I’m working on a project where I need to grab some JavaScript-generated cookies using a headless browser in Go. Then I want to use these cookies with the Colly scraper. Right now, I can export the cookies from the headless browser to a JSON file. But I’m stuck on how to add them to Colly’s cookie jar.
Here’s what I’ve got so far:
func getCookies() {
browserCookies := headlessBrowser.FetchCookies()
cookieData, err := json.Marshal(browserCookies)
// What to do next?
}
The cookieData looks something like this:
{
"name": "sessionID",
"value": "abc123",
"domain": "example.com",
"path": "/",
"expires": 1234567890,
"httpOnly": true,
"secure": true
}
How can I take this data and add it to Colly’s cookie jar? Any help would be awesome!
hey there! i had a similar issue before. what worked for me was using colly’s SetCookies() method. you can convert your json to http.Cookie objects and pass them to SetCookies(). something like:
c := colly.NewCollector()
httpCookies := convertJsonToHttpCookies(cookieData)
c.SetCookies(“https://example.com”, httpCookies)
hope that helps!
I’ve encountered this issue before in a project. Here’s a solution that worked for me:
First, parse your JSON cookie data into a slice of http.Cookie structs. You can use json.Unmarshal for this. Then, use Colly’s SetCookies method to add these cookies to the collector’s jar.
Here’s a code snippet to illustrate:
var cookies []*http.Cookie
err := json.Unmarshal(cookieData, &cookies)
if err != nil {
log.Fatal(err)
}
c := colly.NewCollector()
c.SetCookies("https://example.com", cookies)

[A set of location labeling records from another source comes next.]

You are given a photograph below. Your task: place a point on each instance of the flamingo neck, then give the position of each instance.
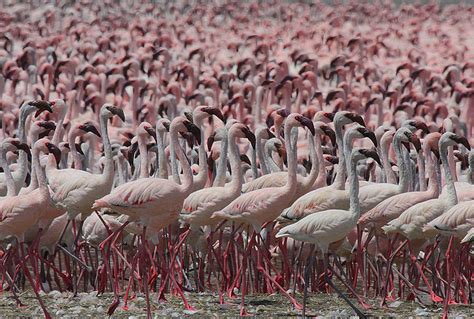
(313, 174)
(387, 167)
(353, 188)
(421, 170)
(291, 154)
(451, 189)
(259, 148)
(40, 175)
(201, 178)
(162, 161)
(187, 174)
(321, 179)
(11, 190)
(142, 147)
(235, 186)
(402, 168)
(340, 180)
(433, 184)
(272, 166)
(74, 153)
(222, 164)
(108, 172)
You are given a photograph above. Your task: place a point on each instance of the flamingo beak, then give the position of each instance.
(90, 128)
(194, 130)
(306, 122)
(53, 149)
(356, 118)
(117, 111)
(151, 132)
(215, 111)
(250, 136)
(372, 154)
(330, 133)
(461, 140)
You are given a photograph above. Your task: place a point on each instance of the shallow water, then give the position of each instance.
(64, 305)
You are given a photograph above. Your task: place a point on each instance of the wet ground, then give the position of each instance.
(89, 305)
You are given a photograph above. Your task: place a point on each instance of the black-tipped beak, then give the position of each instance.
(210, 140)
(373, 154)
(90, 128)
(250, 136)
(283, 112)
(371, 135)
(461, 140)
(244, 158)
(270, 134)
(356, 118)
(215, 111)
(189, 116)
(117, 111)
(78, 148)
(329, 116)
(330, 133)
(306, 122)
(422, 126)
(53, 149)
(42, 106)
(193, 129)
(416, 142)
(24, 147)
(48, 125)
(131, 153)
(151, 132)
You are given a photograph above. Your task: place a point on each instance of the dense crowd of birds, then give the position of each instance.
(237, 148)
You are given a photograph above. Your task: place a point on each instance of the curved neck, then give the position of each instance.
(340, 179)
(272, 166)
(291, 154)
(385, 147)
(201, 178)
(452, 195)
(40, 175)
(313, 174)
(353, 188)
(162, 161)
(421, 171)
(322, 176)
(470, 171)
(187, 174)
(23, 158)
(174, 164)
(109, 161)
(222, 164)
(11, 191)
(261, 156)
(402, 167)
(433, 184)
(74, 153)
(235, 186)
(143, 157)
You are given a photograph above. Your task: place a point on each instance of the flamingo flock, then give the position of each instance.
(237, 149)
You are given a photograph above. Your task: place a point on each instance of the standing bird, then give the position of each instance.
(330, 226)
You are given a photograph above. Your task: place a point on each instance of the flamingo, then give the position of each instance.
(257, 207)
(19, 213)
(199, 206)
(149, 199)
(26, 109)
(333, 225)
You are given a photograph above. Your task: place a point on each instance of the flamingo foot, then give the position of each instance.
(112, 307)
(435, 298)
(243, 312)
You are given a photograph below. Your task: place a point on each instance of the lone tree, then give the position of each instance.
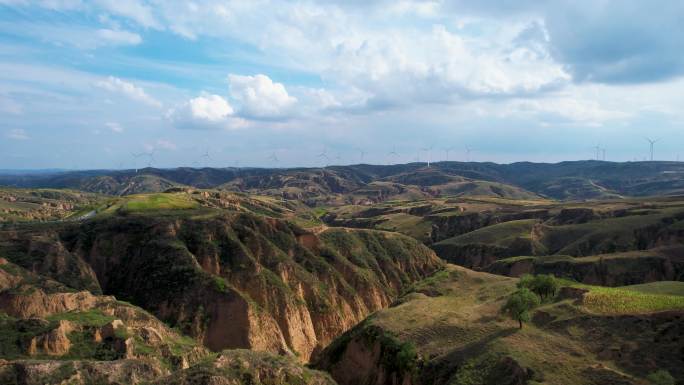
(519, 305)
(543, 285)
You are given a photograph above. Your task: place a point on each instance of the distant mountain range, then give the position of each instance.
(577, 180)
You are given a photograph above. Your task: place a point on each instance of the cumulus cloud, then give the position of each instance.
(17, 134)
(127, 89)
(134, 10)
(626, 41)
(114, 127)
(207, 111)
(259, 96)
(118, 37)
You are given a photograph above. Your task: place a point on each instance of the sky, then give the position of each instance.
(129, 83)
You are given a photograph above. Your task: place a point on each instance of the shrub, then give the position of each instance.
(544, 285)
(519, 305)
(661, 377)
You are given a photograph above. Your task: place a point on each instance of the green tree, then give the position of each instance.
(544, 285)
(519, 304)
(661, 377)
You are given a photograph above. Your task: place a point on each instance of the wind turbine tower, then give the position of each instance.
(651, 143)
(393, 153)
(429, 153)
(468, 151)
(447, 151)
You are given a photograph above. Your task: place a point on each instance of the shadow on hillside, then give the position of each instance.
(441, 369)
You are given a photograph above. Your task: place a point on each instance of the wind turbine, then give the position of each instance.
(135, 160)
(652, 142)
(324, 157)
(363, 154)
(468, 151)
(429, 151)
(206, 157)
(448, 150)
(393, 153)
(150, 158)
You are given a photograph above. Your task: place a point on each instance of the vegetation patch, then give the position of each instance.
(606, 300)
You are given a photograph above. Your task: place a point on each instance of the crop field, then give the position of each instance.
(613, 301)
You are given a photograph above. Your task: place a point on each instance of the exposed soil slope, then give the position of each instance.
(232, 280)
(449, 331)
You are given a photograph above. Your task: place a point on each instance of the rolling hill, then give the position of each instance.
(577, 180)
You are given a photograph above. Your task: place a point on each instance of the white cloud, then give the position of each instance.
(259, 96)
(114, 127)
(212, 108)
(165, 144)
(17, 134)
(118, 37)
(130, 90)
(132, 9)
(207, 111)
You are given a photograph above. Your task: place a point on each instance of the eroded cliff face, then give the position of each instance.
(241, 280)
(607, 270)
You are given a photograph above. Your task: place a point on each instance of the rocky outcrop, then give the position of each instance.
(606, 270)
(86, 372)
(53, 343)
(233, 367)
(245, 281)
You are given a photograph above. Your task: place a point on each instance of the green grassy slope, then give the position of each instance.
(448, 330)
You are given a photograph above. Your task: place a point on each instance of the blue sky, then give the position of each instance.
(86, 84)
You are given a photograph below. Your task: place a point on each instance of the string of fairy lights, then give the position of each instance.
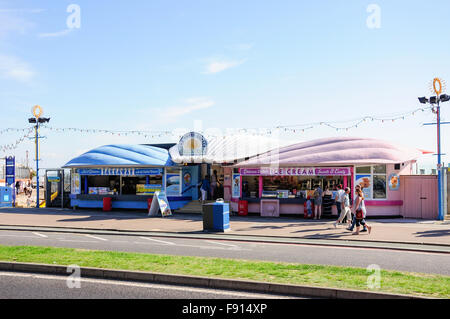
(14, 145)
(297, 128)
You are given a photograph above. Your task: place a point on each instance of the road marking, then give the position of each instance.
(18, 236)
(79, 241)
(218, 243)
(40, 235)
(158, 241)
(137, 284)
(95, 237)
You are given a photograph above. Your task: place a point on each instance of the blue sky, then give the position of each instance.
(162, 65)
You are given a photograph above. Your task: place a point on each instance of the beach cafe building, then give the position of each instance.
(130, 175)
(280, 181)
(255, 174)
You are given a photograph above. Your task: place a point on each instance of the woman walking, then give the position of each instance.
(360, 212)
(344, 200)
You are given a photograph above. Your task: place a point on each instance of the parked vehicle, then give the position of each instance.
(41, 182)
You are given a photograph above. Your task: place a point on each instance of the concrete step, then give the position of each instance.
(193, 207)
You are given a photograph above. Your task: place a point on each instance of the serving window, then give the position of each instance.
(250, 186)
(372, 180)
(100, 185)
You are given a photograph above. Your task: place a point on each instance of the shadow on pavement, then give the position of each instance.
(434, 233)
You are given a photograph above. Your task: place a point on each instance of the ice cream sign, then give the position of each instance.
(296, 171)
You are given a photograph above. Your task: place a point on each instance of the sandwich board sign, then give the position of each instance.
(160, 203)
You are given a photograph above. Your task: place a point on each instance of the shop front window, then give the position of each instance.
(173, 182)
(101, 185)
(372, 180)
(148, 185)
(250, 186)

This approach should seamlessly transfer your Go Rod cookies to Colly’s cookie jar. Remember to handle any potential errors and adjust the URL to match your target domain.
I’ve dealt with this exact problem in a recent project. Here’s what worked for me:
Instead of exporting to JSON, you can directly convert the Rod cookies to http.Cookie objects. Then use Colly’s SetCookies() method to add them to the cookie jar.
Here’s a quick example:
func transferCookies(page *rod.Page, c *colly.Collector) {
rodCookies, _ := page.Cookies()
httpCookies := make([]*http.Cookie, len(rodCookies))
for i, cookie := range rodCookies {
httpCookies[i] = &http.Cookie{
Name: cookie.Name,
Value: cookie.Value,
Domain: cookie.Domain,
Path: cookie.Path,
Expires: time.Unix(int64(cookie.Expires), 0),
HttpOnly: cookie.HTTPOnly,
Secure: cookie.Secure,
}
}
c.SetCookies(page.MustInfo().URL, httpCookies)
}
This approach avoids the JSON step entirely, making it more efficient. Just call this function after your Rod operations and before beginning your Colly scraping.